From all the information above it may seem that Intel is done for. Intel’s own CFO George Davis said that their 10nm will be weak from financial point of view, which is unsurprising since it’s getting obsolete already and still yet to launch. However Intel is still in the game.

This year Ice Lake and Cooper Lake Xeon processors are expected to hit the market. Cooper Lake in particular brings bfloat16 support. If you’ve never heard of it, it has the same range as float32, but sacrifices some of its precision. Google’s experiments show that it provides significant performance boost for ML and AI applications without noticeable impact on model accuracy. While Cooper lake will only be available to “key partners”, wide bfloat16 support can be expected in the future. It might make Intel more attractive for AI and HPC segments. No official support from AMD has been confirmed, but is to be expected.
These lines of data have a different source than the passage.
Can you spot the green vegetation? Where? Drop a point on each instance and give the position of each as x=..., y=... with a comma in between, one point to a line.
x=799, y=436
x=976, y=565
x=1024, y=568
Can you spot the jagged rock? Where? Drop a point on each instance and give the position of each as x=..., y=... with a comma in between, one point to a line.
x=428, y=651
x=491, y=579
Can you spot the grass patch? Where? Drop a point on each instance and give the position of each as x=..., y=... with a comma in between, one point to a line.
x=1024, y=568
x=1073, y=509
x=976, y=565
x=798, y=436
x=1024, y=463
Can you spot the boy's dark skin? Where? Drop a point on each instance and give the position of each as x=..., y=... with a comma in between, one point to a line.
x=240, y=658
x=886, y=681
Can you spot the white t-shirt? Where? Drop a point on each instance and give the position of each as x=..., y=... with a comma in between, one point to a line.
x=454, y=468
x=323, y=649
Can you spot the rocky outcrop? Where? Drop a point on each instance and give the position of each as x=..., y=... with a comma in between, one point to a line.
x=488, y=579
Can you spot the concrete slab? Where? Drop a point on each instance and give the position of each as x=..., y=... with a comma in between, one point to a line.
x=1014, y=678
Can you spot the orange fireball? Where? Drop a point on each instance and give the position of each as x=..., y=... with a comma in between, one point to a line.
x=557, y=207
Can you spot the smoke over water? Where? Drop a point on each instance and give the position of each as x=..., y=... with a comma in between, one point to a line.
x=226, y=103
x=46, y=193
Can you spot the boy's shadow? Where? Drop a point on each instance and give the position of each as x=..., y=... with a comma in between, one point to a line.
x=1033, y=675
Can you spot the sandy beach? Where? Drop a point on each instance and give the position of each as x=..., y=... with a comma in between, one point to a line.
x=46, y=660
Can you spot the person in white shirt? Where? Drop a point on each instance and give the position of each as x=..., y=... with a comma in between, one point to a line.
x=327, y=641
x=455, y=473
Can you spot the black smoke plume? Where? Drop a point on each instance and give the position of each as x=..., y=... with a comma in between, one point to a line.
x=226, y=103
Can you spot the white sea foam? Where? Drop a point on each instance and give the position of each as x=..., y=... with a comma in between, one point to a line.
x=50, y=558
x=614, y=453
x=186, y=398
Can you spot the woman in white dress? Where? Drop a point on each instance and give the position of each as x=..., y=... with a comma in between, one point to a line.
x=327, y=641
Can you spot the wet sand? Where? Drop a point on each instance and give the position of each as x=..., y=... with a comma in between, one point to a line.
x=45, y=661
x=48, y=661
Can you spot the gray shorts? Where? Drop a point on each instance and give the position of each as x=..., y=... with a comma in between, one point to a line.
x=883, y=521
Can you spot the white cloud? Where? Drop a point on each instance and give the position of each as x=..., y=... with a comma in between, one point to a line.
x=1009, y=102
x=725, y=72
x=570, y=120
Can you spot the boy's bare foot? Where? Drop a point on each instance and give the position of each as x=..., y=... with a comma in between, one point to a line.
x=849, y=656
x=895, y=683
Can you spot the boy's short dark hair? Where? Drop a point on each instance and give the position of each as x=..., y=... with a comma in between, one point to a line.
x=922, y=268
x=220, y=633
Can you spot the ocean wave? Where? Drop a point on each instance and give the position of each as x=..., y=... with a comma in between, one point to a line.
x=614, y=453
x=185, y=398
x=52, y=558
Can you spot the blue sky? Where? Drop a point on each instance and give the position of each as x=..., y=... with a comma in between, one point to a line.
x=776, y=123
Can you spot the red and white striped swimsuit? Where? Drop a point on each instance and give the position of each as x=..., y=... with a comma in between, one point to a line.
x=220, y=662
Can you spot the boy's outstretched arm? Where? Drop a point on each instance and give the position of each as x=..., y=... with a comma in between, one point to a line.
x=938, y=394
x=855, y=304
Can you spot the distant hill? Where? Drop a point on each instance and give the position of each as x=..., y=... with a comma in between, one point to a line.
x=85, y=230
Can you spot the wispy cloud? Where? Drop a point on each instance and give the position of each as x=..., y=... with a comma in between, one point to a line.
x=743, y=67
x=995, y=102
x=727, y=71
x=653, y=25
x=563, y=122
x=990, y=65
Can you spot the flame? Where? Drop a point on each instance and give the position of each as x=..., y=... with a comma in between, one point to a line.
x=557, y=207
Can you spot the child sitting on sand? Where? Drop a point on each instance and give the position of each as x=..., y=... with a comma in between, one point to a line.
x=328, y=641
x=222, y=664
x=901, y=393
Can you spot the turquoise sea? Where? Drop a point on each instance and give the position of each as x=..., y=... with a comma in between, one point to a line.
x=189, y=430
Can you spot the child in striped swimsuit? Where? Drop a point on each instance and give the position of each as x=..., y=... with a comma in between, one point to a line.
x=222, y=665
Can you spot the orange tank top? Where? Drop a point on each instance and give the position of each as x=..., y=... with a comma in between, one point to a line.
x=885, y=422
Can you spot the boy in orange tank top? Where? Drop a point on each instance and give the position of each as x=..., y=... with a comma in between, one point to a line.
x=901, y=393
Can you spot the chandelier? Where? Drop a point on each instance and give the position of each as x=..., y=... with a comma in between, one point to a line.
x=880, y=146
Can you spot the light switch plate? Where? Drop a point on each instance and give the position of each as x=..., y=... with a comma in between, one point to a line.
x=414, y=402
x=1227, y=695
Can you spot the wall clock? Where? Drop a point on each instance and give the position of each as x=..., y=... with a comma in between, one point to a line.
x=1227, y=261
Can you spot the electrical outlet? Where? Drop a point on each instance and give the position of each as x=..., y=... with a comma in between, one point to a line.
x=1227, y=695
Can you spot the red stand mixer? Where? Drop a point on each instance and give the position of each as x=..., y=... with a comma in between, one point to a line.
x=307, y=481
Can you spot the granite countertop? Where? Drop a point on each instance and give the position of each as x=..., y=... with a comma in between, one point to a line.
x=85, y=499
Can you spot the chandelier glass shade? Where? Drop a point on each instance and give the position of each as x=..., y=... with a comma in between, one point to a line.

Recently leaked benchmark suggest that 12-core Ice Lake CPU performs almost as good as 24-core Xeon Gold 6226, which would translate to 100% performance improvement if you choose to believe it. Another impressive benchmark appeared on SiSoftware ranker. This time we got a bit more information. 14-core CPU with 28 threads features 21 MB of L3 cache and 17.5 MB of L2. The base clock speed is 2 GHz. Closest comparable match to it would be three years old Intel Xeon Gold 6132 and ranking-wise there is 54% improvement. At the moment it’s very difficult to say if Ice Lake processors live up to te expectations, but both show that AMD’s Zen 3-based Milan processors may have solid competition this year.